По словам Уолтера Айзексона, «что бы там ни думал Стив, никто не планировал выбирать его Человеком года. Редакторы (я тогда был помощником редактора) заблаговременно решили посвятить итоговый выпуск компьютерам, а не какому-то конкретному человеку, и за несколько месяцев выбрали для фотографии на обложку произведение известного скульптора Джорджа Сигала». Главным редактором Time тогда был Рэй Кейв. «Мы не рассматривали кандидатуру Джобса, – подтверждает он. – Компьютер невозможно персонифицировать, поэтому тогда мы впервые решили поставить на обложку фото неодушевленного предмета. Скульптура Сигала – настоящий шедевр; мы не искали никакого лица на обложку».
В конце концов Джобс признал Лизу своей дочерью. Он даже утверждал, что добровольно сделал это сразу же после теста, что тоже было неправдой, поскольку признать отцовство его вынудило судебное постановление. Джобс снял для Крис и Лизы дом в Пало-Альто и оплачивал учебу дочери. Когда Лиза выросла, они с отцом более или менее поладили и относительно часто встречались. Лиза даже жила в семье Джобса четыре года, пока училась в средней школе в Пало-Альто. В итоге Джобс признал свою неправоту и раскаялся в своем поведении по отношению Крис (а каяться он ох как не любил!) Он утверждал: «Мне не стоило так себя вести. Тогда я не представлял себя отцом, не был к этому готов. Но когда результаты теста подтвердили, что Лиза – моя дочь, я ни на секунду в этом не усомнился, согласился содержать ее до 18 лет и помогать деньгами Крис Энн. Я нашел в Пало-Альто дом, отремонтировал его и пустил их туда жить, причем без всякой платы. Крис Энн выбирала для Лизы лучшие школы, и я оплачивал обучение. Я старался поступать правильно. Но если бы сейчас можно было все изменить, я бы, конечно, повел себя лучше». Как вспоминала Крис о Стиве, «он человек просветленный, но при этом на удивление жестокий. Странное сочетание».
Хотя Джобс принимал определенное участие в судьбе дочери, но, пока она была маленькой, почти не навещал Лизу. «Я не хотел быть отцом, поэтому и не был им», – признавался потом Джобс с легким сожалением. Однажды, когда Лизе было три года, Стив проезжал мимо дома, который он купил для нее и Крис Энн, и решился зайти. Лиза не знала, что это ее отец. Джобс сидел на крыльце, так и не зайдя в дом, и разговаривал с Крис Энн. Обычно он навещал их пару раз в год, без предупреждения, спрашивал о жизни дочери, говорил, какую школу ей выбрать. Когда в 1986 году Лизе исполнилось восемь лет, Стив стал заходить чаще. В NeXT у него было больше свободного времени, чем раньше в Apple. Да и главный офис теперь располагался в Пало-Альто, недалеко от дома Крис Энн и Лизы. Однажды Джобс привез дочь в офис, чем удивил подчиненных.
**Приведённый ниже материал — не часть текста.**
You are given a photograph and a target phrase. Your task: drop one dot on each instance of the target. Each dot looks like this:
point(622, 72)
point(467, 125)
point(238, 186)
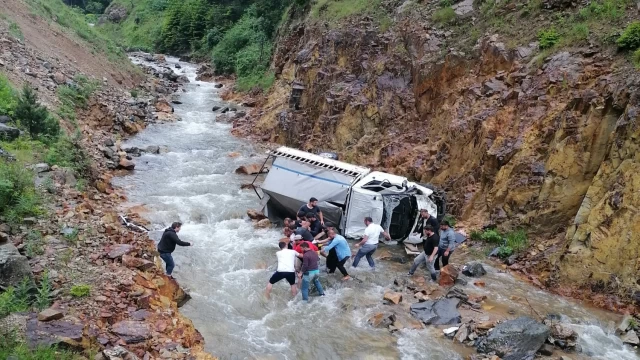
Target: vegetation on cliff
point(236, 36)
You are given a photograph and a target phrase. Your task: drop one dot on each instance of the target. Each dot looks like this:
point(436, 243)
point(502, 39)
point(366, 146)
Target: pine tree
point(33, 116)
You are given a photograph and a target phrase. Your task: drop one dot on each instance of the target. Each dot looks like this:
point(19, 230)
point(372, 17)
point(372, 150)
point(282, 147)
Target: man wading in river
point(168, 244)
point(369, 242)
point(286, 269)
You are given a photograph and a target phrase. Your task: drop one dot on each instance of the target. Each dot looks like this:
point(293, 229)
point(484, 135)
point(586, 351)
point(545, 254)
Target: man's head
point(445, 224)
point(429, 230)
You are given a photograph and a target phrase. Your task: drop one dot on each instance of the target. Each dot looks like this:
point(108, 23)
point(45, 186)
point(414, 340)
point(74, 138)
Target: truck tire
point(439, 197)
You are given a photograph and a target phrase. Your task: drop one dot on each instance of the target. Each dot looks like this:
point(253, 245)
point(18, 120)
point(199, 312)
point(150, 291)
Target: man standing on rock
point(309, 271)
point(343, 253)
point(312, 207)
point(425, 219)
point(428, 256)
point(447, 244)
point(369, 243)
point(167, 245)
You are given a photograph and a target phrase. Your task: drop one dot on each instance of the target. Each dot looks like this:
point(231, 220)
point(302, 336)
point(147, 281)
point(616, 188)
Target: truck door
point(362, 203)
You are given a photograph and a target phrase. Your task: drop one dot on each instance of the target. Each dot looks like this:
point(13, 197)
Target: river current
point(230, 263)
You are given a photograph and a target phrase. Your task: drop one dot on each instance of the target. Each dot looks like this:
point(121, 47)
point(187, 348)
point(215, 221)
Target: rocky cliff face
point(516, 137)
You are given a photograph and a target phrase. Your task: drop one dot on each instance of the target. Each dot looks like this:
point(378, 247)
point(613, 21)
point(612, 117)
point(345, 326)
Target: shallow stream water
point(230, 263)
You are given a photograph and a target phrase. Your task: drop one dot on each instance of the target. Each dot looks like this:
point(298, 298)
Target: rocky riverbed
point(194, 181)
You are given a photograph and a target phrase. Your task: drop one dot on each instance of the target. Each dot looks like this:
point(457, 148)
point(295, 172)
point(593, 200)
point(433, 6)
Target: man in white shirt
point(286, 269)
point(369, 242)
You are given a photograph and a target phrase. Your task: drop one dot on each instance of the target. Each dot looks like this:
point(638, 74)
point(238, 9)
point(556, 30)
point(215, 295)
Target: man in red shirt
point(297, 245)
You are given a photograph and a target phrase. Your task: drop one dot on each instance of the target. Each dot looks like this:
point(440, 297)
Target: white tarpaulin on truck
point(362, 203)
point(302, 181)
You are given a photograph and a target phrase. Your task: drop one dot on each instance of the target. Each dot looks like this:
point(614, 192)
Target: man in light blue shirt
point(447, 244)
point(342, 250)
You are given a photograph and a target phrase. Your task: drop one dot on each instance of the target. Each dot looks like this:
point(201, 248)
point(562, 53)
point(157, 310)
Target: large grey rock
point(8, 133)
point(474, 269)
point(132, 331)
point(439, 312)
point(14, 268)
point(64, 333)
point(517, 339)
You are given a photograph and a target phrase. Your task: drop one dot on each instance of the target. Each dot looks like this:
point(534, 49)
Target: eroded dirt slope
point(516, 136)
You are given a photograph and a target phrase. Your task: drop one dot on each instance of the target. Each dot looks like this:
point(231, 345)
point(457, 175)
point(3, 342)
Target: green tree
point(33, 116)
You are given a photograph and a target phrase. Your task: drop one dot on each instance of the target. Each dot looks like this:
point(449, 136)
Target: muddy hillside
point(524, 119)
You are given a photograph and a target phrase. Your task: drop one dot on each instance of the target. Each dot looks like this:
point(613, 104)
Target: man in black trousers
point(168, 244)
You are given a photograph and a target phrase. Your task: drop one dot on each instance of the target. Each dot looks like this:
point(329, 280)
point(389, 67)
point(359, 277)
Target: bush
point(18, 198)
point(517, 240)
point(491, 236)
point(80, 290)
point(43, 292)
point(444, 15)
point(504, 251)
point(8, 97)
point(15, 299)
point(35, 117)
point(630, 38)
point(548, 38)
point(636, 58)
point(475, 235)
point(68, 152)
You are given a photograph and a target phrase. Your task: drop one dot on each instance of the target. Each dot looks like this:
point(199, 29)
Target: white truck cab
point(347, 193)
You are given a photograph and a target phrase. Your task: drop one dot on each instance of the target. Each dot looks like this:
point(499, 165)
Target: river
point(228, 267)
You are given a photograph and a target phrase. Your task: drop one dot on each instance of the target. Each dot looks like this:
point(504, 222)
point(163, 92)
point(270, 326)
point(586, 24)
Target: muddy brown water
point(228, 267)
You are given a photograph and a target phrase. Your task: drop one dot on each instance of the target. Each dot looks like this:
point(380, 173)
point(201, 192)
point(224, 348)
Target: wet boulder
point(474, 269)
point(14, 268)
point(252, 169)
point(517, 339)
point(255, 214)
point(438, 312)
point(448, 276)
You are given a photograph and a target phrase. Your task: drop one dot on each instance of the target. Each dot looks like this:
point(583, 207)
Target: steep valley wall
point(546, 142)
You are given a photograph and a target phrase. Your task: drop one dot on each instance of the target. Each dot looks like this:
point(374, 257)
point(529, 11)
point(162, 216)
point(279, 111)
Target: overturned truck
point(347, 193)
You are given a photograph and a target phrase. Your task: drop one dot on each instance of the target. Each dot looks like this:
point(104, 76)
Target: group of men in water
point(307, 236)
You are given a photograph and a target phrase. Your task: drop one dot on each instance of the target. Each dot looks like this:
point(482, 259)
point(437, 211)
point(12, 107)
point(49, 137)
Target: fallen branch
point(133, 226)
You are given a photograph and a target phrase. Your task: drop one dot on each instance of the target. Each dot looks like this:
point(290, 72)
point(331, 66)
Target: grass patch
point(80, 290)
point(74, 19)
point(611, 10)
point(34, 244)
point(15, 31)
point(336, 10)
point(73, 96)
point(630, 37)
point(548, 38)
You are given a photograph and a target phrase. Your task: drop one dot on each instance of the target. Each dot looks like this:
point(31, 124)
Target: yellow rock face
point(554, 149)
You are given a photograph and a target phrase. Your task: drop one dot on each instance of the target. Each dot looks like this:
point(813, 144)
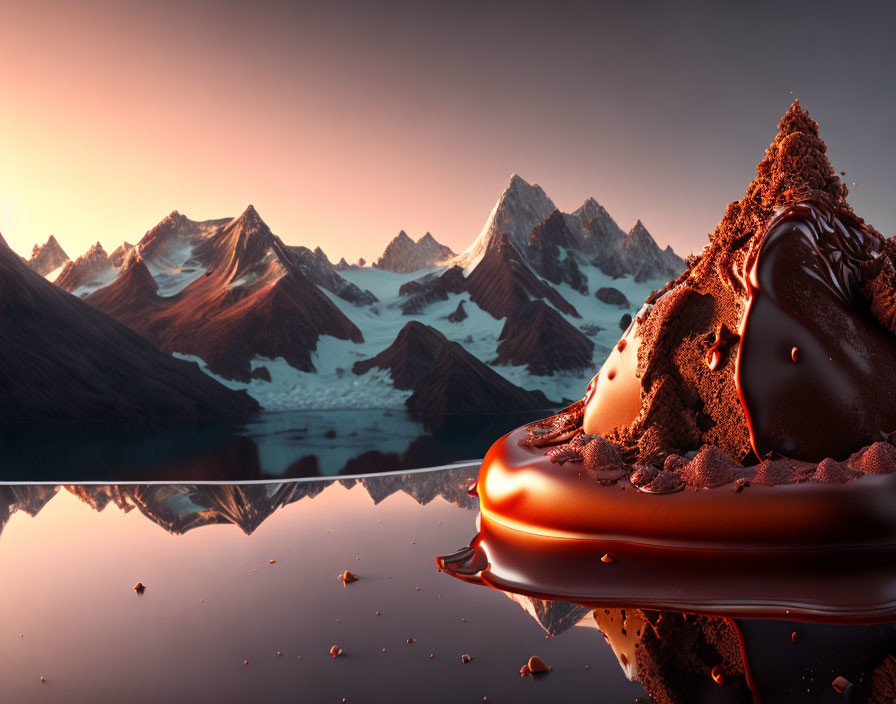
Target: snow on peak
point(519, 209)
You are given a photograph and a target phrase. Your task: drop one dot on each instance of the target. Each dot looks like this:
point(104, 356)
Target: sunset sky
point(344, 122)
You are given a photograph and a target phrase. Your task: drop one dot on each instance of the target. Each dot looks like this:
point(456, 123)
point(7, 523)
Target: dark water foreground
point(266, 446)
point(242, 603)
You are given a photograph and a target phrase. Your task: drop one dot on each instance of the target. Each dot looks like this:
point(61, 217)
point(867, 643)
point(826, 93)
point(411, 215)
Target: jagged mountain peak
point(518, 210)
point(639, 232)
point(403, 255)
point(96, 250)
point(589, 210)
point(48, 257)
point(250, 218)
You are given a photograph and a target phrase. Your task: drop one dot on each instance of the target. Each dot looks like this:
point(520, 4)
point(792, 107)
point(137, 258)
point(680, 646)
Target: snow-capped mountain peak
point(403, 255)
point(519, 209)
point(48, 258)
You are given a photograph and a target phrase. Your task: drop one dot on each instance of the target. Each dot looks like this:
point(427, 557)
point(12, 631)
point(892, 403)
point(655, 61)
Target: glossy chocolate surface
point(523, 489)
point(837, 585)
point(814, 369)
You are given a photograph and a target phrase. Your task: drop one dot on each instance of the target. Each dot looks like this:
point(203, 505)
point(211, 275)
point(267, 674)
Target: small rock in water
point(535, 666)
point(841, 684)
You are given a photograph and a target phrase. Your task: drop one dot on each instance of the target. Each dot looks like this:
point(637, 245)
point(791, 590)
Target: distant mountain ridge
point(537, 299)
point(48, 257)
point(62, 359)
point(403, 255)
point(253, 299)
point(557, 245)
Эви Теванян, инженер из NeXT, подружившийся с Джобсом, вспоминал, что, когда они собирались поужинать, иной раз заезжали к Крис Энн за Лизой: «Он был с ней очень мил. Он и Крис Энн были вегетарианцами, а Лиза нет. Он воспринимал это спокойно, предлагая ей заказывать курицу, что она и делала». Лиза впоследствии так описывала их с матерью меню: «За припасами – пунтареллой, киноа, сельдереем, орехами в глазури из плодов рожкового дерева – мы ходили в особые магазины, где пахло дрожжами и куда ходили женщины, никогда не красившие волосы. Но порой мы позволяли себе полакомиться чем-нибудь. Иногда мы покупали курицу с острыми приправами в лавке, где на вертелах рядами крутились птицы, и ели ее в машине, прямо руками, из бумажного пакета».
Иногда Стив гулял с Лизой. Они катались вместе на роликах, иногда останавливаясь около дома Джоанны Хоффман или Энди Херцфельда. Лиза свидетельствовала: «Я не жила с ним, но он иногда заезжал к нам – он был как божество, посещавшее нас на несколько восхитительных минут или часов». Хоффман Стив представил ее, просто сказав: «Это Лиза». Джоан сразу все поняла: «Было очевидно, что она – его дочь. Ни у кого другого не могло быть такой челюсти. Фирменная челюсть».
Однажды Джобс взял Лизу в деловую поездку в Японию. В суши-баре отеля Okura он заказал огромную порцию унаги-суши, с угрем. Джобс так любил это блюдо, что относил копченого угря практически к вегетарианской еде. Суши были присыпаны мелкой солью или политы сладким соусом, и Лизе нравилось, что они буквально таяли во рту. Она вспоминала: «Именно когда на столе выстроились эти блюда, я впервые почувствовала себя рядом с отцом довольной и расслабленной. Изобилие, дозволенность, теплота свидетельствовали, что открылось прежде не доступное пространство. Он стал менее жестким с собой, даже человечным, когда сидел в комнате с чудесными потолками, с низенькими скамеечками, с суши и со мной». Лиза любила отца, но он виделся с ней не слишком часто и порой был холоден. Зато когда она чувствовала исходившую от него теплоту, то была счастлива. Порой они ссорились, а потом из упрямства не могли помириться. Незадолго до смерти Стив признался: «Наверное, я недостаточно сделал для нее».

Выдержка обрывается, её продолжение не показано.